Teaching safe driving habits for teens: RHS one of 23 state high schools part of nation-wide Teen Safe Driver contest

Redmond High School (RHS) is among 23 Washington high schools participating in the Teen Safe Driver Program sponsored by American Family Insurance.

High schools throughout the country compete for cash prizes, seeing which can get the most parents and teens to enter into a driver safety pledge agreement that establishes best practices and clear expectations.

Number one on the list?

“I will never allow alcohol or drugs in the car at any time. Ever.”

Other promises are consistent seatbelt use, never using a cell phone or texting while driving, obeying the rules of the road, etc.

Local American Family Insurance agents help to promote the safety program in the schools. A participating agent is Julia Meek, owner of the American Family Insurance agency at 16541 Redmond Way; (425) 883-4849.

Each school will receive a check for at least $900 at a basketball game this season and participating schools can also win $25,000, $10,000 or $5,000 if they are among the top three schools based on a percentage of driving-age students who take the pledge.

In addition, individual participants can qualify for prize drawings, regardless of the school’s overall ranking. Those prizes include Nintendo Wiis, iPod Shuffles and iTunes gift cards.

The Teen Safe Driver Pledge program runs through March 1, 2010 and the top three schools will be announced in March.

According to Meek, participation in the Teen Safe Driver program and contest, including free use of a “DriveCam” for one year, is open to families who are customers of American Family Insurance.

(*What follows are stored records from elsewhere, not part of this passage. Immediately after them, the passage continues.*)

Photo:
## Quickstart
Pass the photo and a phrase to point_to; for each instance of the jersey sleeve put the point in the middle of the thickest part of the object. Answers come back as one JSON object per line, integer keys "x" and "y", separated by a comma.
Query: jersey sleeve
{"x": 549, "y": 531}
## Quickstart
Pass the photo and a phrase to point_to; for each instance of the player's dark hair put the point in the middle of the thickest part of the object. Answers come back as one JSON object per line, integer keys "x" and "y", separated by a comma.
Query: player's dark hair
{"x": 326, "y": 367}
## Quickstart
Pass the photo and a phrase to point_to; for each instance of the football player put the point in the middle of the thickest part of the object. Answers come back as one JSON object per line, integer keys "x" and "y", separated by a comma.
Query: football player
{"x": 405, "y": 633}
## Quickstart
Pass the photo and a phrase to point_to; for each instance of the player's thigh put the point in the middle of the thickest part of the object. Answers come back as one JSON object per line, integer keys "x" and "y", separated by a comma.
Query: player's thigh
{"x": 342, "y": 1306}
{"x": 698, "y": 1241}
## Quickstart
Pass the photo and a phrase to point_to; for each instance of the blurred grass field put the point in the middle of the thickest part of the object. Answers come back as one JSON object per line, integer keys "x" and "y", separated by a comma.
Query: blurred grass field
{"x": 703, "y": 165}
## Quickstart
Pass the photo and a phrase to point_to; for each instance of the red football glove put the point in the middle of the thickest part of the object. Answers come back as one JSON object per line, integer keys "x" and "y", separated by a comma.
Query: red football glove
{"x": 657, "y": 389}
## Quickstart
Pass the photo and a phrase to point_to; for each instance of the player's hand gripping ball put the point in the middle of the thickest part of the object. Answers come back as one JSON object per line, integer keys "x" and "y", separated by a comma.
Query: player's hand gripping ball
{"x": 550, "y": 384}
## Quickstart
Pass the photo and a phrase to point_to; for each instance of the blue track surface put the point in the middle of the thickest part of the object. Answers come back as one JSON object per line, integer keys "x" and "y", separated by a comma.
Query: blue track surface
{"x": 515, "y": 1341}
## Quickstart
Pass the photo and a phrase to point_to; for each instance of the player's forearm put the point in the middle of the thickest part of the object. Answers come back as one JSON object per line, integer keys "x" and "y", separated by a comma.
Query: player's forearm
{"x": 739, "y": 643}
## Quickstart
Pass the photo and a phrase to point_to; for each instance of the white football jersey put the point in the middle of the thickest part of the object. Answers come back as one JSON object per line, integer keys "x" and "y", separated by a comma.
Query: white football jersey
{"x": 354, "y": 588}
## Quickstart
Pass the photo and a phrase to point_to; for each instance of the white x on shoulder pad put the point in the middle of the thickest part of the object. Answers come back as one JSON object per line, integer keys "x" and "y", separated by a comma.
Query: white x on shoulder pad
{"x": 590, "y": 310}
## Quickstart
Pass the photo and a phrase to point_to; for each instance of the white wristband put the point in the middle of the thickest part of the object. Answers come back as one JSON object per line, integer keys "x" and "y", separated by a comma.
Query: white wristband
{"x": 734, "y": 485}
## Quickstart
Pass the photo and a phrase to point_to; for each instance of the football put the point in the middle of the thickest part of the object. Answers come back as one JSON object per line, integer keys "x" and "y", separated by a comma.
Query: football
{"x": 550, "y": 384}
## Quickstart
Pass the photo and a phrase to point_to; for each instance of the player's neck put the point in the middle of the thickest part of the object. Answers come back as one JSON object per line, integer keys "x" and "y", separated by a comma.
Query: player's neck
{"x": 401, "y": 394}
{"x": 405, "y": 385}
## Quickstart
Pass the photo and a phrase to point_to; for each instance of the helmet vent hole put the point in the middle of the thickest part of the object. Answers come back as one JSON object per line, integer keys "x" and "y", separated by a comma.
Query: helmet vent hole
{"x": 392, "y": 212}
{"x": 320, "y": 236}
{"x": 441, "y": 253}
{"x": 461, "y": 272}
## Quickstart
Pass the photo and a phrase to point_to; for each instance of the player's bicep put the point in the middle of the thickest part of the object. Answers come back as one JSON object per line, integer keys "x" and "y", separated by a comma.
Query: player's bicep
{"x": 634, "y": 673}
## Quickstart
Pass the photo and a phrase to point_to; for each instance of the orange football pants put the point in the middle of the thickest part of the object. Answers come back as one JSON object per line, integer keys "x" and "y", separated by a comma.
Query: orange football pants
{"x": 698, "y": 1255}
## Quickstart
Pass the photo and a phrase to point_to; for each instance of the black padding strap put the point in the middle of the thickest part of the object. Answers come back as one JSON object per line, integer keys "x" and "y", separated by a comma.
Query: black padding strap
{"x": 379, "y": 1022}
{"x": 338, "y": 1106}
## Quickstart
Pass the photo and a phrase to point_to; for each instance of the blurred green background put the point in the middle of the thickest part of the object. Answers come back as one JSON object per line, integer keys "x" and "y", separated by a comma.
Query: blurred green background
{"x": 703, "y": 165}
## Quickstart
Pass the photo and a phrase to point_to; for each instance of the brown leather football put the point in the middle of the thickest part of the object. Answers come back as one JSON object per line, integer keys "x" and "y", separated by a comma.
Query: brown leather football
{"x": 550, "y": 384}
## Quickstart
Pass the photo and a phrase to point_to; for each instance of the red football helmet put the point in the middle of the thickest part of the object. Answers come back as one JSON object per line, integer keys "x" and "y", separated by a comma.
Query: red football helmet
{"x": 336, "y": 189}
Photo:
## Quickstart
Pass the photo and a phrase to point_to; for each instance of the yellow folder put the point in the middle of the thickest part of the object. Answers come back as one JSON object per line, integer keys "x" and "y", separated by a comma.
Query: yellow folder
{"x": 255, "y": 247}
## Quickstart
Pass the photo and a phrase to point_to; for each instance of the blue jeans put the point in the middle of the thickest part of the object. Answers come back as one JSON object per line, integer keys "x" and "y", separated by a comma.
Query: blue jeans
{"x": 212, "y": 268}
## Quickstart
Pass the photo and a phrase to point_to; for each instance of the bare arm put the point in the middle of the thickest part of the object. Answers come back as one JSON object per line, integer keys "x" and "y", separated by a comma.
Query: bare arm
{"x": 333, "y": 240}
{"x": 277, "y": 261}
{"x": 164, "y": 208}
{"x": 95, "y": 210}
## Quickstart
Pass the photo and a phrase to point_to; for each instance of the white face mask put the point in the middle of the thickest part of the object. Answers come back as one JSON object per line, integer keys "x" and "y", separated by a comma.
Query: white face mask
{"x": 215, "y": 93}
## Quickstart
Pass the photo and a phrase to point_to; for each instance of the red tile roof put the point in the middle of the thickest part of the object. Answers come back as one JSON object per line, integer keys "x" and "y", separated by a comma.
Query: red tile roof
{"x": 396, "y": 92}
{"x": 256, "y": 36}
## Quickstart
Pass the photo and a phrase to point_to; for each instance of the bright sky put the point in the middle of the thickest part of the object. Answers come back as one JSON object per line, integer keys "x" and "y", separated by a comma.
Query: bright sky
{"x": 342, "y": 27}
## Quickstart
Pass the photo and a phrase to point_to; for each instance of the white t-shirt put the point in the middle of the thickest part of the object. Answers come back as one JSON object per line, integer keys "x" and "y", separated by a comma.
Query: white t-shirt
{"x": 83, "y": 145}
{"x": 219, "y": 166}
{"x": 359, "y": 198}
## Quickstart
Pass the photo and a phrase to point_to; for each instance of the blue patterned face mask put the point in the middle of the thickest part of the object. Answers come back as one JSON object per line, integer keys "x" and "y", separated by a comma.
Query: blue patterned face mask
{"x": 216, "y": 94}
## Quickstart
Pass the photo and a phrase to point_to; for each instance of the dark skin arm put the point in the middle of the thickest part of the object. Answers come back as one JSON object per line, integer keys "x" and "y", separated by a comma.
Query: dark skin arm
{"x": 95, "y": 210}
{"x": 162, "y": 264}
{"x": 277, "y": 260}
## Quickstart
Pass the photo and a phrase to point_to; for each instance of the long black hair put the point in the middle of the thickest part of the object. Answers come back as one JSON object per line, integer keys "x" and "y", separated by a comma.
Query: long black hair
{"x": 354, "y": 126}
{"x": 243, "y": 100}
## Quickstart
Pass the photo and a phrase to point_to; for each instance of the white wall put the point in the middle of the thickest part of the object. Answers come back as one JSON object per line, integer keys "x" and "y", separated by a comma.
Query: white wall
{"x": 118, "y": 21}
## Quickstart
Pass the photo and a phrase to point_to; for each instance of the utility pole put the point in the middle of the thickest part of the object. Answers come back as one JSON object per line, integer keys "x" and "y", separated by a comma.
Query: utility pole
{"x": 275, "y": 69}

Successfully completing the program encourages teens to drive responsibly and to qualify for discount insurance rates. Either students enrolled in driver’s education courses or teens who are already licensed drivers can benefit, said Meek.

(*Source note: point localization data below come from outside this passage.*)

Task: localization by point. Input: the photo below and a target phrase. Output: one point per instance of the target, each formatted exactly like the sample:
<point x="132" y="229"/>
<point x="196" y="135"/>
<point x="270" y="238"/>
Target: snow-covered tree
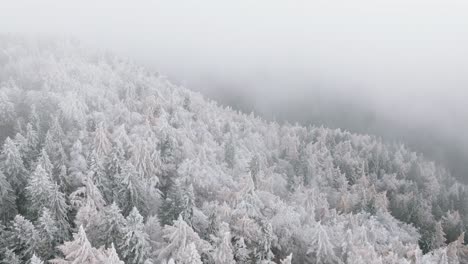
<point x="223" y="252"/>
<point x="321" y="247"/>
<point x="12" y="164"/>
<point x="135" y="246"/>
<point x="177" y="238"/>
<point x="23" y="237"/>
<point x="79" y="251"/>
<point x="39" y="189"/>
<point x="112" y="257"/>
<point x="7" y="200"/>
<point x="35" y="260"/>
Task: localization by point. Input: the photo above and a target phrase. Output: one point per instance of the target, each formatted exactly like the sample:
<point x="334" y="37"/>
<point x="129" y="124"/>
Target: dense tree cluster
<point x="105" y="162"/>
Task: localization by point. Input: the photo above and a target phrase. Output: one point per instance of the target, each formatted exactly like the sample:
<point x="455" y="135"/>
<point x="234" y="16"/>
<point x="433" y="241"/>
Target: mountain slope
<point x="146" y="172"/>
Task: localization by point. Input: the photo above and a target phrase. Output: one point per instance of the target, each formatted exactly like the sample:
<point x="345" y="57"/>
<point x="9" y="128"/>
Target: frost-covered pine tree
<point x="129" y="189"/>
<point x="10" y="257"/>
<point x="22" y="237"/>
<point x="321" y="246"/>
<point x="287" y="260"/>
<point x="45" y="163"/>
<point x="190" y="255"/>
<point x="8" y="208"/>
<point x="241" y="253"/>
<point x="48" y="233"/>
<point x="223" y="253"/>
<point x="112" y="257"/>
<point x="79" y="251"/>
<point x="177" y="238"/>
<point x="59" y="210"/>
<point x="35" y="260"/>
<point x="38" y="190"/>
<point x="13" y="166"/>
<point x="31" y="147"/>
<point x="135" y="246"/>
<point x="101" y="143"/>
<point x="179" y="201"/>
<point x="54" y="147"/>
<point x="78" y="166"/>
<point x="111" y="226"/>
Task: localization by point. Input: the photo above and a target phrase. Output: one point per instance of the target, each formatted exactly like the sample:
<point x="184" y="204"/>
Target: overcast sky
<point x="397" y="68"/>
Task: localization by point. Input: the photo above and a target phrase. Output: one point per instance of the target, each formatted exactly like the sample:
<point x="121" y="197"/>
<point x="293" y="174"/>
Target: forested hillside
<point x="104" y="162"/>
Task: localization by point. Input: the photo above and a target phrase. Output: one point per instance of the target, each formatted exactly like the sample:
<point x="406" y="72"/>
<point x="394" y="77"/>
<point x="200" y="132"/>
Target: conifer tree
<point x="223" y="250"/>
<point x="112" y="257"/>
<point x="35" y="260"/>
<point x="79" y="251"/>
<point x="48" y="234"/>
<point x="8" y="208"/>
<point x="10" y="257"/>
<point x="135" y="246"/>
<point x="321" y="246"/>
<point x="38" y="190"/>
<point x="13" y="166"/>
<point x="23" y="238"/>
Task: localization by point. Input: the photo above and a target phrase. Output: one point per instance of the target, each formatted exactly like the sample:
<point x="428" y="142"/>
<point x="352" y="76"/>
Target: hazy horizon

Introduced in 2007 in association with DriveCam Inc., the Teen Safe Driver Program provides teens and their parents an in-vehicle video and audio unit that captures risky driving behaviors.

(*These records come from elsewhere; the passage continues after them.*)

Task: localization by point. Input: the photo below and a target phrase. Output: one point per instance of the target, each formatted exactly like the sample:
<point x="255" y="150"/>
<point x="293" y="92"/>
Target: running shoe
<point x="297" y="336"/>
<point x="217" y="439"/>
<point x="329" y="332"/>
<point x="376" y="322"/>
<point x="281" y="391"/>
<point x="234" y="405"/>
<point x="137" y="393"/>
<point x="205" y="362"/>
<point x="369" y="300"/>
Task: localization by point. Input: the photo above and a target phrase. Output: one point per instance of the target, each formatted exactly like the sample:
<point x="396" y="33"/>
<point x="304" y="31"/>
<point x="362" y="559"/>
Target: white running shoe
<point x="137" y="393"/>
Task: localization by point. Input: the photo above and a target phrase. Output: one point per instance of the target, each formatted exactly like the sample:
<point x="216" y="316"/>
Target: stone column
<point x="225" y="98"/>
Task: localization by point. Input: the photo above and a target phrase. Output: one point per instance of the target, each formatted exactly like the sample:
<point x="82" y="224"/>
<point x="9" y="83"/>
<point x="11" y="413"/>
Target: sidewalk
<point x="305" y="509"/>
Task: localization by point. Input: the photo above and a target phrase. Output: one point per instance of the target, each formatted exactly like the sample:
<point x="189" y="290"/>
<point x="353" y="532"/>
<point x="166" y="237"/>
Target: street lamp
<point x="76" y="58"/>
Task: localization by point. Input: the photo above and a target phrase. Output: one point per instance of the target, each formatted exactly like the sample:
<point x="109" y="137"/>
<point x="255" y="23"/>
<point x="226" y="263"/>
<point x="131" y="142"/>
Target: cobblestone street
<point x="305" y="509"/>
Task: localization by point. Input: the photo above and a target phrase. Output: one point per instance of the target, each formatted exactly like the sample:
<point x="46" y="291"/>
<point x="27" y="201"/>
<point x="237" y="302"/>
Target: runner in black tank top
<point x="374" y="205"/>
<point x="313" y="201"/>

“The technology is like a cell phone, always working,” said Meek. “The DriveCam gets triggered to capture the first 10 seconds and last 10 seconds of an event such as slamming on the brakes,” she explained.

Parents can log in at www.teensafedriver.com to view their teen’s “driving report card” as well as video events and coaching tips, including objective, third-party assessment of the teen’s driving performance, compared with other teens.

Meek emphasized that the program isn’t solely aimed to catch teens in the act of doing something wrong, but to recognize when they do things right, too. In some cases, young drivers are reacting to careless driving by another individual or encountering an unexpected hazard.

Meek said she and her own son have shared a car equipped with a DriveCam — and her actions sometimes triggered the camera, too.

“We made bets about who would buy pizza,” based on which one set off the most camera recaps, she said.

While novice drivers are most likely to make mistakes, “you can still have camera in the car if they have a license and are now driving alone,” she added. “It only gets set off by a qualifying incident — and it can also protect the teen because the teen always gets the blame in a ‘he-said, she-said’ situation. There have been incidents where teens were cleared by the camera.”

In fact, in one local school parking lot, “not Redmond High,” said Meek, a teacher actually tried to blame a student for an accident, but the DriveCam showed that the adult was really at fault.

Meanwhile, the teens are made aware when the camera is recording them, because “a red light (on the camera) flashes if there is a qualifying event. Otherwise, the light is green,” said Meek. “Now they also have to react to knowing the camera was triggered.”

To view videos examples, visit www.teensafedriver.com.

Meek reiterated that using the DriveCam “is not meant to be Big Brother — it’s meant to give them valuable information, to be a better driver, to lower accidents … and it’s between the parents and the driver.”